01:30 - Source: CNN
Santorum: I would accept Jenner's endorsement
Washington CNN —  

Meet Rick Santorum, 2.0.

He was conservatives’ pick to take on Mitt Romney in the 2012 GOP presidential primary, but in an exclusive interview with CNN’s Erin Burnett on Thursday night Santorum seemed ready to turn over a new leaf.

The former Pennsylvania senator once compared homosexuality to beastiality. But he showed a more accepting tone on Thursday, saying he would accept an endorsement from transgender icon Caitlyn Jenner. (Jenner said in an interview she is a Republican).

“If that’s the way she feels about my candidacy, sure,” he said.
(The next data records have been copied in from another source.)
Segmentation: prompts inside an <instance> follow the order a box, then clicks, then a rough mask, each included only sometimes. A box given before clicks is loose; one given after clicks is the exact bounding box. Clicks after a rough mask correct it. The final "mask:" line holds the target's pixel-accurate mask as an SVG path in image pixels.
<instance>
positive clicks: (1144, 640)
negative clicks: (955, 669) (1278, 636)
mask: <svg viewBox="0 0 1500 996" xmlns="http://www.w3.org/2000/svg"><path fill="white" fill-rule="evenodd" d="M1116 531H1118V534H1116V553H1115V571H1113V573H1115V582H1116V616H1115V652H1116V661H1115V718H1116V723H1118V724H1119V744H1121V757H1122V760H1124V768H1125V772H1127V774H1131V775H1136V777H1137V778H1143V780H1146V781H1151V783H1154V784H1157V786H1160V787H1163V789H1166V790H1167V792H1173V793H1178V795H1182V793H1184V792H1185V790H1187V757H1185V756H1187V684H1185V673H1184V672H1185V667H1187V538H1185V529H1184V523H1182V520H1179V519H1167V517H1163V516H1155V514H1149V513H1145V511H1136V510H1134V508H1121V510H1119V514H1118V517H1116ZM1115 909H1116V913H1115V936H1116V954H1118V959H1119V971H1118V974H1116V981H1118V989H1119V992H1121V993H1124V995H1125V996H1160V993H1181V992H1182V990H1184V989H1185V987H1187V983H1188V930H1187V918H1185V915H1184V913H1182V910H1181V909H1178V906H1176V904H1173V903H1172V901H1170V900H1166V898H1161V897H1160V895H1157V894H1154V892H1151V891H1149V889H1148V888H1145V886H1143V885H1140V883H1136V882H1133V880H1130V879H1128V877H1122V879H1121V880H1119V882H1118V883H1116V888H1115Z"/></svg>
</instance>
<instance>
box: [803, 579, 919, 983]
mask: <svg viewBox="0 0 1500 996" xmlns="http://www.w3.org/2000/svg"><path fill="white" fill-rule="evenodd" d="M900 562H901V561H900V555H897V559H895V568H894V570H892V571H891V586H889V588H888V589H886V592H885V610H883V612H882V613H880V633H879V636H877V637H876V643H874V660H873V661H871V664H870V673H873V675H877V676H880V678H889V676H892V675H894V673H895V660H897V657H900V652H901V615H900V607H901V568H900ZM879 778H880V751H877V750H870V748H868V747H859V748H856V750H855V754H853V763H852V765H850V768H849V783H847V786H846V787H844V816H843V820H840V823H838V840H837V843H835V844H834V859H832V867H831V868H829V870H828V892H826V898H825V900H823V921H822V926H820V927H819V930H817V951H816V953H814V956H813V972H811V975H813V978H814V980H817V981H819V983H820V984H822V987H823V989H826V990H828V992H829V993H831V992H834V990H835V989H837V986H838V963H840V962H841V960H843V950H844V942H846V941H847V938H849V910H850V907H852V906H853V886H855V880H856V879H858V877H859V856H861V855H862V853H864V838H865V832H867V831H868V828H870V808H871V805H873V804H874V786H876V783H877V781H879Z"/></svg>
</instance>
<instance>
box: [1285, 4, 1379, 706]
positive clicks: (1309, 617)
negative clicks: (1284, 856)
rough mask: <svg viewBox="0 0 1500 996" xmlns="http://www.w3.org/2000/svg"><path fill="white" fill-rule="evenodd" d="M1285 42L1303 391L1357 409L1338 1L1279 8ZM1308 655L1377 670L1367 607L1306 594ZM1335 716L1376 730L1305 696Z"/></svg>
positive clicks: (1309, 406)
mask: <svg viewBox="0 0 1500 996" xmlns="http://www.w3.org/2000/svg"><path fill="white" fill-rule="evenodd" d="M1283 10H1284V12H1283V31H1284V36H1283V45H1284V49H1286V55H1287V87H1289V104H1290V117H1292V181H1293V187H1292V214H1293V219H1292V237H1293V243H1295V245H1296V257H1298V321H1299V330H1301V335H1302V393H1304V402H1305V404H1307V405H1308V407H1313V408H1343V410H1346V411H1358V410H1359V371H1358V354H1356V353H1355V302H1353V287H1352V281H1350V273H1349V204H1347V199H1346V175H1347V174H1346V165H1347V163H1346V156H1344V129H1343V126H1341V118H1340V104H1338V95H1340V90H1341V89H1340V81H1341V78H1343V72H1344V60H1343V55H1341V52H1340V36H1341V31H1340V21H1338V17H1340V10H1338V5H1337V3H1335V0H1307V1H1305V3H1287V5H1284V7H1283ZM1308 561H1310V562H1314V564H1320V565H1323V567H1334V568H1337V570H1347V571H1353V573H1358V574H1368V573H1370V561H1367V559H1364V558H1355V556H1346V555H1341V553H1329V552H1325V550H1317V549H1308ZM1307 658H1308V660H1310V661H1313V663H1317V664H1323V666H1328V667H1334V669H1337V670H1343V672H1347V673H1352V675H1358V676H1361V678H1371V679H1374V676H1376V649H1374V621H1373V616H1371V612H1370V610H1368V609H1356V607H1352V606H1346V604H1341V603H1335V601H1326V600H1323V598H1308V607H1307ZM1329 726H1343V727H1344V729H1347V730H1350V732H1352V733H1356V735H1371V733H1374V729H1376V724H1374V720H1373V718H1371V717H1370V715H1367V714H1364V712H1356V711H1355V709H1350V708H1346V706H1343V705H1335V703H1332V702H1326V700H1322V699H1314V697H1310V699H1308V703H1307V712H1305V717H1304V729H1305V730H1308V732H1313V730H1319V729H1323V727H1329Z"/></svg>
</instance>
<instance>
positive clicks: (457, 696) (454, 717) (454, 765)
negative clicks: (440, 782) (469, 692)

When Jenner went public with her decision, Santorum said he accepted her as a woman and that his “responsibility as a human is to love and accept everybody.”

He struck a similar tone on Thursday night, but suggested he still doesn’t agree with her decision.

RELATED: Caitlyn Jenner gets bipartisan support

“My job as a human being is to treat everybody with dignity or respect – period, stop, full stop, no qualification to that,” he said. “Do I have to agree with their positions on issues or how they see America? Of course not.”

Santorum also said he was open to the idea that humans are contributing to climate change.

“Clearly the earth has warmed,” he said. “I do have questions about what role man plays in this warming. I think there are a lot of folks who do question that.”

He said, however, the scientific consensus is still out on that and that, more importantly, the policies arising from the belief that humans are contributing to climate change are “very damaging to the United States of America.”

Santorum’s made strengthening the American family a centerpiece of his second bid for the White House, but said Sen. Lindsey Graham’s single-dom shouldn’t disqualify him from the presidency.

“I think you elect the person to be president,” he said when asked whether the fact Graham has never married should impact his bid. “We’ve had bachelors before in the White House.”

RELATED: Lindsey Graham plan: Sister, ‘rotating First Lady’

And though he’s drawing piddling crowds to Iowa diners, compared to his stunning first-place finish in the 2012 caucuses there, Santorum is totally unfazed. One-on-one contact with as many Iowans as possible, Santorum says, is all part of the plan.

“People can mock and say, ‘Oh, you know, it’s only four or five people.’ In small rural counties, four or five people make all the difference,” he said on CNN.

Santorum raised eyebrows when he encountered only two diners at a stop at a restaurant in Iowa on Monday, but he said his team felt “really good” about signing them both up as volunteers, and that one will advocate for him at the caucuses next year.

And he said he was willing to go to “every county in Iowa to recruit three or four people,” which he called a “pretty good hit rate” for a campaign.

“We feel really good that if you go to a town with 350 people, if you get four, five, that’s actually not a bad percentage of the folks in town,” he said.